Is Feminism Out of Date?
Feminism is often dismissed as an out-dated ideology; even though its central objective hasn’t yet been achieved. Despite claims the fight’s been won, so-called gender equality is a fallacy. When women in the 70s burned their bras, do you think they imagined 30 years on women would be taking their bras off in a whole different manner: in lads mags and tabloid papers? Now more than ever we’re bombarded with images of scantily clad females and all this is doing is teaching a generation that a woman’s value is directly proportionate to her sexual desirability.
It’s not surprising that a recent survey revealed that 32 per cent of girls aged 13 to 18 were aspiring models, compared with just 20 per cent of wannabe doctors. The message widely disseminated is that a breast enhancement is a more promising investment than an education. What’s more, while UK equal pay legislation came into force 40 years ago, women working full-time still earn, on average, 16.4 per cent less per hour than their male counterparts.
In Britain, there is a complete dearth of female executives – only 10 per cent of directors, nine per cent of High Court judges and 14 per cent of Vice Chancellors are women. The women who do forge careers in male-dominated environments not only find their professional prospects are directly affected by personal choices such as pregnancy, but they must accept that innuendo and sexist jokes are par for the course.
Were we that surprised when we read how TV sports presenters Richard Keyes and Andy Gray made a joke about football linesman Sian Massey’s understanding of the offside rule? Their comments happened to be recorded, but how long before that had Sian simply had to put up with being ridiculed just for being a woman?
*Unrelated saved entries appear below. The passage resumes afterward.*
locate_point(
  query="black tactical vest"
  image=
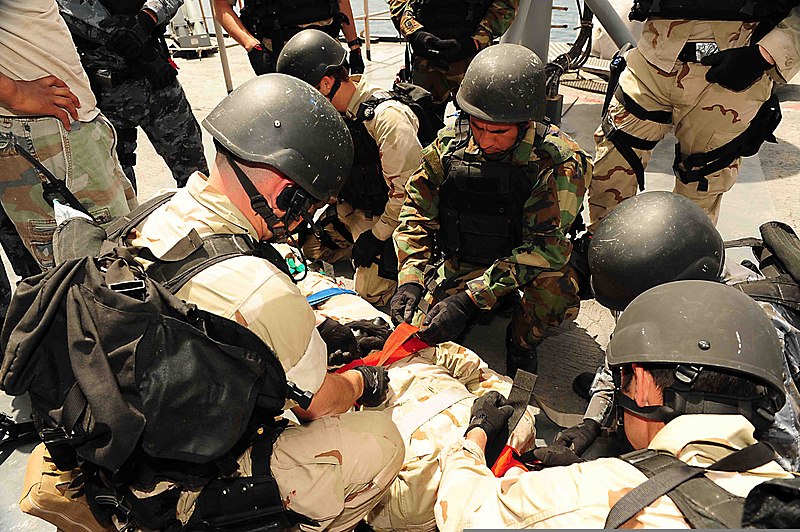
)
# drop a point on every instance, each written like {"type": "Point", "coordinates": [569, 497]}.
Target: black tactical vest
{"type": "Point", "coordinates": [365, 188]}
{"type": "Point", "coordinates": [480, 208]}
{"type": "Point", "coordinates": [744, 10]}
{"type": "Point", "coordinates": [452, 19]}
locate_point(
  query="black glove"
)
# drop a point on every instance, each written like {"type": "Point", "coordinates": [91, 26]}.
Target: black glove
{"type": "Point", "coordinates": [261, 60]}
{"type": "Point", "coordinates": [448, 319]}
{"type": "Point", "coordinates": [580, 437]}
{"type": "Point", "coordinates": [556, 455]}
{"type": "Point", "coordinates": [376, 385]}
{"type": "Point", "coordinates": [429, 46]}
{"type": "Point", "coordinates": [356, 61]}
{"type": "Point", "coordinates": [404, 302]}
{"type": "Point", "coordinates": [491, 413]}
{"type": "Point", "coordinates": [340, 341]}
{"type": "Point", "coordinates": [366, 248]}
{"type": "Point", "coordinates": [371, 335]}
{"type": "Point", "coordinates": [736, 68]}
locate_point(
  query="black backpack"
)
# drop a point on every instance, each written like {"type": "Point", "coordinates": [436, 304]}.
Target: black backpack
{"type": "Point", "coordinates": [418, 99]}
{"type": "Point", "coordinates": [135, 386]}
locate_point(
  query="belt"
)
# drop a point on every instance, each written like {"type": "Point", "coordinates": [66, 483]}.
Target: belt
{"type": "Point", "coordinates": [694, 52]}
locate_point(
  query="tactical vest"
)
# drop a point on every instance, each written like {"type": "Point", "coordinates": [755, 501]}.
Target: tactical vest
{"type": "Point", "coordinates": [744, 10]}
{"type": "Point", "coordinates": [452, 19]}
{"type": "Point", "coordinates": [265, 18]}
{"type": "Point", "coordinates": [480, 207]}
{"type": "Point", "coordinates": [365, 188]}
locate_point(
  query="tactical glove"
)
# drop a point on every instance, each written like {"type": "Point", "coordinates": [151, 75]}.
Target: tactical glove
{"type": "Point", "coordinates": [376, 385]}
{"type": "Point", "coordinates": [366, 248]}
{"type": "Point", "coordinates": [404, 302]}
{"type": "Point", "coordinates": [261, 60]}
{"type": "Point", "coordinates": [356, 61]}
{"type": "Point", "coordinates": [491, 413]}
{"type": "Point", "coordinates": [448, 319]}
{"type": "Point", "coordinates": [580, 437]}
{"type": "Point", "coordinates": [371, 335]}
{"type": "Point", "coordinates": [736, 68]}
{"type": "Point", "coordinates": [429, 46]}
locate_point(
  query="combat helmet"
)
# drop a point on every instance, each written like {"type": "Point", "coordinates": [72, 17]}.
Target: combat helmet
{"type": "Point", "coordinates": [651, 239]}
{"type": "Point", "coordinates": [285, 123]}
{"type": "Point", "coordinates": [309, 55]}
{"type": "Point", "coordinates": [504, 83]}
{"type": "Point", "coordinates": [696, 326]}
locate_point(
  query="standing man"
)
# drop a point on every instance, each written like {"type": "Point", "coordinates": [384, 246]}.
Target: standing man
{"type": "Point", "coordinates": [266, 25]}
{"type": "Point", "coordinates": [705, 69]}
{"type": "Point", "coordinates": [387, 151]}
{"type": "Point", "coordinates": [679, 350]}
{"type": "Point", "coordinates": [122, 48]}
{"type": "Point", "coordinates": [495, 197]}
{"type": "Point", "coordinates": [445, 35]}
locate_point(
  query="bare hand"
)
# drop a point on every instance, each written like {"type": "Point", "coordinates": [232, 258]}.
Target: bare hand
{"type": "Point", "coordinates": [47, 96]}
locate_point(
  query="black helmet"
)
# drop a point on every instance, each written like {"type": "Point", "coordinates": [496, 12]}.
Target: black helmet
{"type": "Point", "coordinates": [703, 324]}
{"type": "Point", "coordinates": [282, 122]}
{"type": "Point", "coordinates": [309, 54]}
{"type": "Point", "coordinates": [504, 83]}
{"type": "Point", "coordinates": [651, 239]}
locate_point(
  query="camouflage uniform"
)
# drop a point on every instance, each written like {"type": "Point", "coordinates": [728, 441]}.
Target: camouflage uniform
{"type": "Point", "coordinates": [581, 495]}
{"type": "Point", "coordinates": [137, 97]}
{"type": "Point", "coordinates": [430, 398]}
{"type": "Point", "coordinates": [443, 82]}
{"type": "Point", "coordinates": [539, 267]}
{"type": "Point", "coordinates": [704, 115]}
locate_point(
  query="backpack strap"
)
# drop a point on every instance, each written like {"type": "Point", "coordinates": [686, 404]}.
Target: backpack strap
{"type": "Point", "coordinates": [703, 502]}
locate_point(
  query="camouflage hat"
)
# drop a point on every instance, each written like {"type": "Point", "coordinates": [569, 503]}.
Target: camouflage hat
{"type": "Point", "coordinates": [285, 123]}
{"type": "Point", "coordinates": [504, 83]}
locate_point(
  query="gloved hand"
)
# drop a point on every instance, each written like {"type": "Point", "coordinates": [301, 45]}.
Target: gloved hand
{"type": "Point", "coordinates": [356, 61]}
{"type": "Point", "coordinates": [580, 437]}
{"type": "Point", "coordinates": [447, 319]}
{"type": "Point", "coordinates": [340, 341]}
{"type": "Point", "coordinates": [376, 385]}
{"type": "Point", "coordinates": [491, 413]}
{"type": "Point", "coordinates": [429, 46]}
{"type": "Point", "coordinates": [736, 68]}
{"type": "Point", "coordinates": [556, 455]}
{"type": "Point", "coordinates": [366, 249]}
{"type": "Point", "coordinates": [261, 60]}
{"type": "Point", "coordinates": [371, 335]}
{"type": "Point", "coordinates": [404, 302]}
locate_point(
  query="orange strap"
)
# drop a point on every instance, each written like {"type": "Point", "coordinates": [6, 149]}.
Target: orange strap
{"type": "Point", "coordinates": [397, 347]}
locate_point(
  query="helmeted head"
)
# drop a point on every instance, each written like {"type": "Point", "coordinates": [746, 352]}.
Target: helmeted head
{"type": "Point", "coordinates": [504, 83]}
{"type": "Point", "coordinates": [310, 55]}
{"type": "Point", "coordinates": [711, 349]}
{"type": "Point", "coordinates": [651, 239]}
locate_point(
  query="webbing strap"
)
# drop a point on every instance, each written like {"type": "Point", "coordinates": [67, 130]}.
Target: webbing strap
{"type": "Point", "coordinates": [322, 296]}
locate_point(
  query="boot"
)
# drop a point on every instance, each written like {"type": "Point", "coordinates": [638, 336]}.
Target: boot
{"type": "Point", "coordinates": [518, 358]}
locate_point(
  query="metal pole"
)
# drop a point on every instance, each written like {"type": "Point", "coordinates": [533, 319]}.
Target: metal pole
{"type": "Point", "coordinates": [223, 53]}
{"type": "Point", "coordinates": [611, 22]}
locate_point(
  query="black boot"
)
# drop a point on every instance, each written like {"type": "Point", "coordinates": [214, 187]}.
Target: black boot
{"type": "Point", "coordinates": [518, 358]}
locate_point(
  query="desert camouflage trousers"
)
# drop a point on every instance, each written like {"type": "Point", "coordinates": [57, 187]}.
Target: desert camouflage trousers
{"type": "Point", "coordinates": [705, 116]}
{"type": "Point", "coordinates": [549, 300]}
{"type": "Point", "coordinates": [84, 157]}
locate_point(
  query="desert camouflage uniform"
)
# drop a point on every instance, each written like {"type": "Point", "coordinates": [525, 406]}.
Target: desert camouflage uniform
{"type": "Point", "coordinates": [581, 495]}
{"type": "Point", "coordinates": [539, 267]}
{"type": "Point", "coordinates": [334, 469]}
{"type": "Point", "coordinates": [158, 106]}
{"type": "Point", "coordinates": [705, 115]}
{"type": "Point", "coordinates": [442, 82]}
{"type": "Point", "coordinates": [430, 398]}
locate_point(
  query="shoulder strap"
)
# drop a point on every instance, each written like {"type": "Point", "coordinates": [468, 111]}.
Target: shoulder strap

There is no shortage of statistics demonstrating the persistence of gender inequality. Yet instead of inciting both slack-jawed horror and progressive action, they’re considered proof that unfairness is part of the status quo. Introspection is detrimental because parity between the sexes cannot be achieved through individual determination alone, but requires a collective effort to promote the need for change. Gender inequality is the cause of female social and professional exclusion and, until this is challenged directly, it will remain a source of oppression.